The Treasury plan mirrors the Wrong Choice Act in seeking to functionally terminate the highly successful Consumer Financial Protection Bureau, which has returned nearly $12 billion to 29 million Americans. Specifically the plan proposes to:
- Empower President Trump to fire the Consumer Bureau’s Director at will, chilling any tough enforcement actions against the President’s friends on Wall Street;
- Eliminate the Consumer Bureau’s independent funding and subjecting it to a partisan congressional appropriations exercise that could drastically slash its budget;
- Hide the Consumer Bureau’s transparent nationwide consumer complaint database, even though 97 percent of complaints submitted to companies have received timely responses;
- Constrain the Consumer Bureau’s enforcement tools, making it much harder to go after unfair, deceptive or abusive acts or practices committed by Wall Street banks like Wells Fargo;
- Roll back numerous protections put in place by the Consumer Bureau in the mortgage market;
- Slap a moratorium on mortgage servicing rules that could better protect consumers from the kind of foreclosure abuses performed by banks like OneWest; and
- Impose delays and repeals of various data collection that would help shed a light on discriminatory lending practices.

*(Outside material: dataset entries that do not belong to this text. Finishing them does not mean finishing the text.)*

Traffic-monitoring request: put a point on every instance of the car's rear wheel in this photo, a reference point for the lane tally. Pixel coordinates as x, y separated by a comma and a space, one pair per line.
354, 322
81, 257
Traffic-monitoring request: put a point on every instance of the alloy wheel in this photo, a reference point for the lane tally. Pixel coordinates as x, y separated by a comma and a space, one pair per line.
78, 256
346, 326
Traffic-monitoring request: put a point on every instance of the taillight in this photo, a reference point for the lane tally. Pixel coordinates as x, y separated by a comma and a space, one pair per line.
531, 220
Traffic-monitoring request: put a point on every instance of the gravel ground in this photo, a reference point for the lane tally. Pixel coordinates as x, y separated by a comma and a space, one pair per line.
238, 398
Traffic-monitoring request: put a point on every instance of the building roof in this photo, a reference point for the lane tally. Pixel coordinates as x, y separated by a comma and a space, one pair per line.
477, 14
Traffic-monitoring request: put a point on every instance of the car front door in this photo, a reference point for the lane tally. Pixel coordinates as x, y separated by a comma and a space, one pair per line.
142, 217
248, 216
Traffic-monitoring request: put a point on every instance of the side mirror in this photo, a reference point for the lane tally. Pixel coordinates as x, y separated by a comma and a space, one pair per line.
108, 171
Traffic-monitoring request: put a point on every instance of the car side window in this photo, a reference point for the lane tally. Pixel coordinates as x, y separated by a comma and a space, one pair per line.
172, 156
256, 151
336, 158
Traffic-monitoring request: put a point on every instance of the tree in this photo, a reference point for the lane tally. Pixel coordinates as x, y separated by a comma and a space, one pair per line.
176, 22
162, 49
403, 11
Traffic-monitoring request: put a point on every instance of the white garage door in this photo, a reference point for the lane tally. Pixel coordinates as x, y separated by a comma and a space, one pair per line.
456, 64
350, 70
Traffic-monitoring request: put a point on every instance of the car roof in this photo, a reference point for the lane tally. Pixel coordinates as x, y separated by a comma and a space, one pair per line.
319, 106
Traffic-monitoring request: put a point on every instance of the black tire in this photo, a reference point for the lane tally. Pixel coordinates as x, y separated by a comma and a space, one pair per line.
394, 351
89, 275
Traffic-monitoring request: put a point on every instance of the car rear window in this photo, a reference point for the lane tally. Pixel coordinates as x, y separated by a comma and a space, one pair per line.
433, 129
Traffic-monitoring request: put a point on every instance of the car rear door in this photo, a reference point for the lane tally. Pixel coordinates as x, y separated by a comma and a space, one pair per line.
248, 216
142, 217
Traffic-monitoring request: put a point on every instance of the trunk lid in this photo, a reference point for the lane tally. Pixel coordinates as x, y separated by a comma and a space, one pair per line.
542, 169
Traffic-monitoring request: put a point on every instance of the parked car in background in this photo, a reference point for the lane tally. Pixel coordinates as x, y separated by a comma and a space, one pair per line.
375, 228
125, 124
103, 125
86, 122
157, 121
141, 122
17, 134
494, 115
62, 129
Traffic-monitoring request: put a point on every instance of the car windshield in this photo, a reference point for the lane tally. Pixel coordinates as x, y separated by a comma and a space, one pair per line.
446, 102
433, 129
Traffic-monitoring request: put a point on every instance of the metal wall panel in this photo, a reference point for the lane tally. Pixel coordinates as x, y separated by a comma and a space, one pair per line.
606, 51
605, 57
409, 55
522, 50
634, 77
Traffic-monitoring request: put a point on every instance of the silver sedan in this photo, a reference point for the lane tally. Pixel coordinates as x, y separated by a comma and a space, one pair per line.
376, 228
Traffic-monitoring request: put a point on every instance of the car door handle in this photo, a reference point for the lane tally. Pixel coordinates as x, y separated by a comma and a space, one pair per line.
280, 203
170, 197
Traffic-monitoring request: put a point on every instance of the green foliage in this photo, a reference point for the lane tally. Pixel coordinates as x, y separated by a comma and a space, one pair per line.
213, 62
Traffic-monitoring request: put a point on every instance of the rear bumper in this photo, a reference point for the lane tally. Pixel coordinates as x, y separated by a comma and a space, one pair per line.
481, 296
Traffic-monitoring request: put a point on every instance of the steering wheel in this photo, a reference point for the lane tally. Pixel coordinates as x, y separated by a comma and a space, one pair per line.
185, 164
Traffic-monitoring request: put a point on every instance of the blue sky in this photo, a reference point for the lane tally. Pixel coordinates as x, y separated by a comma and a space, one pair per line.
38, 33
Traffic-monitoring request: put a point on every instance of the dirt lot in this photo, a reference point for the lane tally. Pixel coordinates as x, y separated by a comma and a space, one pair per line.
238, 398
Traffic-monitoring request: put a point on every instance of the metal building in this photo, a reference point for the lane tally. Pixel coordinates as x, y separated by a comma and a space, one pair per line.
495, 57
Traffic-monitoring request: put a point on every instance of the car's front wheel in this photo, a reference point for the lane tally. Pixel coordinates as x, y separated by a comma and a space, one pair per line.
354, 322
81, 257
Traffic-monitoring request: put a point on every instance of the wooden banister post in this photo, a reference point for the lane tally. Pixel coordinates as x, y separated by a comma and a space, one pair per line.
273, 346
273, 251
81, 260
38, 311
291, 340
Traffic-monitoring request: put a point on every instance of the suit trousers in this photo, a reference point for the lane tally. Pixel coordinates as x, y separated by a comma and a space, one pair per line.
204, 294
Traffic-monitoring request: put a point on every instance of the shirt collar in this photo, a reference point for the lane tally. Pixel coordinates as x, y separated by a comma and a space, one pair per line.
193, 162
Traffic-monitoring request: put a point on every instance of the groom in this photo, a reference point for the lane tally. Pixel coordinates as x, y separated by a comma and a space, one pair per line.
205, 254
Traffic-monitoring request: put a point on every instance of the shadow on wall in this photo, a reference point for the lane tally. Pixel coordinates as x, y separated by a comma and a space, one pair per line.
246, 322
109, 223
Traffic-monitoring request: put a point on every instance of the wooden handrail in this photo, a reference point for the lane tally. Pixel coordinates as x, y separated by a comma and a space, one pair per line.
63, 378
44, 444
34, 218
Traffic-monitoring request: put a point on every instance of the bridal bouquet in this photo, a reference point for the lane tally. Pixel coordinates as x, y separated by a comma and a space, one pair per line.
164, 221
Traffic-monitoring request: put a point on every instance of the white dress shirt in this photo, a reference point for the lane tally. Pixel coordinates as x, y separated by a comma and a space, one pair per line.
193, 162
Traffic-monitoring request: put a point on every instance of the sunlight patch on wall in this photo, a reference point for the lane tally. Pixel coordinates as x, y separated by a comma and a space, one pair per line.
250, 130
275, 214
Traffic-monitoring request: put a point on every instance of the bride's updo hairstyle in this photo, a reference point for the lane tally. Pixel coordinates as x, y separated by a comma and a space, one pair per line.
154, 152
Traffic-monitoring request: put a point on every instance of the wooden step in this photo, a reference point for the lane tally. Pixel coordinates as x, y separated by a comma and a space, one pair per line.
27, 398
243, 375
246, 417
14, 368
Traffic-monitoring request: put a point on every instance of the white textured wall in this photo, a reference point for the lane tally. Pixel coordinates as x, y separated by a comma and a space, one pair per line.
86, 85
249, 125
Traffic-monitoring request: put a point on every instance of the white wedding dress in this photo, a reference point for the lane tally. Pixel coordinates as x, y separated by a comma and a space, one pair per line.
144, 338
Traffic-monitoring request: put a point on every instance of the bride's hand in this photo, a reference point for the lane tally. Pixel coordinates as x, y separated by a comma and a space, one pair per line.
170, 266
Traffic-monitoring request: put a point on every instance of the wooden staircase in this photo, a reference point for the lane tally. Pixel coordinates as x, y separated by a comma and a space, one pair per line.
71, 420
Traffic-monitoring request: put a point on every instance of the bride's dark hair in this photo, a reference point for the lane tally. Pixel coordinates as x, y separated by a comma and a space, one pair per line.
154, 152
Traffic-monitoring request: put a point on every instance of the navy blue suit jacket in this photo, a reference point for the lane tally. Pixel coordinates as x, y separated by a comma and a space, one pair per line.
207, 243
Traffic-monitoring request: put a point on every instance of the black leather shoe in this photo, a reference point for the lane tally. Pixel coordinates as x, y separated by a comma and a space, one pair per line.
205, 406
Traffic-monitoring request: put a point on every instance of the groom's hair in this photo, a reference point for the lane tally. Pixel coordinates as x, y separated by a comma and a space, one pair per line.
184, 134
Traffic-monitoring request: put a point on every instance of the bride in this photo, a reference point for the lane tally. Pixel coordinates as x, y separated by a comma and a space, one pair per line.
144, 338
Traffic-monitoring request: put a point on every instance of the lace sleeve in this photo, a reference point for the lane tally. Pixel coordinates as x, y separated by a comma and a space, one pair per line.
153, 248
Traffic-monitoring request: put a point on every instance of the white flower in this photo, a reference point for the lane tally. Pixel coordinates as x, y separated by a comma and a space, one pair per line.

Narrow items to help community banks and credit unions are dwarfed by other major rollbacks for the biggest financial institutions on Wall Street. Specifically, the plan proposes to:
- Encourage a new race to the bottom on Wall Street by weakening safeguards – like stress tests and living wills – that help mega banks plan for financial and economic stress, providing an “off ramp” for mega-banks to avoid appropriate Federal oversight and creating loopholes in the Volcker Rule for Wall Street to gamble with taxpayer money;
- Weaken prudential rules for massive foreign banks that operate in the United States;
- Eliminate the Office of Financial Research’s (OFR) independence by subjecting it to Treasury control and congressional appropriations, making it less effective in helping the Financial Stability Oversight Council (FSOC) to monitor and address emerging risks that can crash the economy; and
- Slap onerous cost-benefit requirements on regulators in a manner that helps the industry block rules they simply don’t like.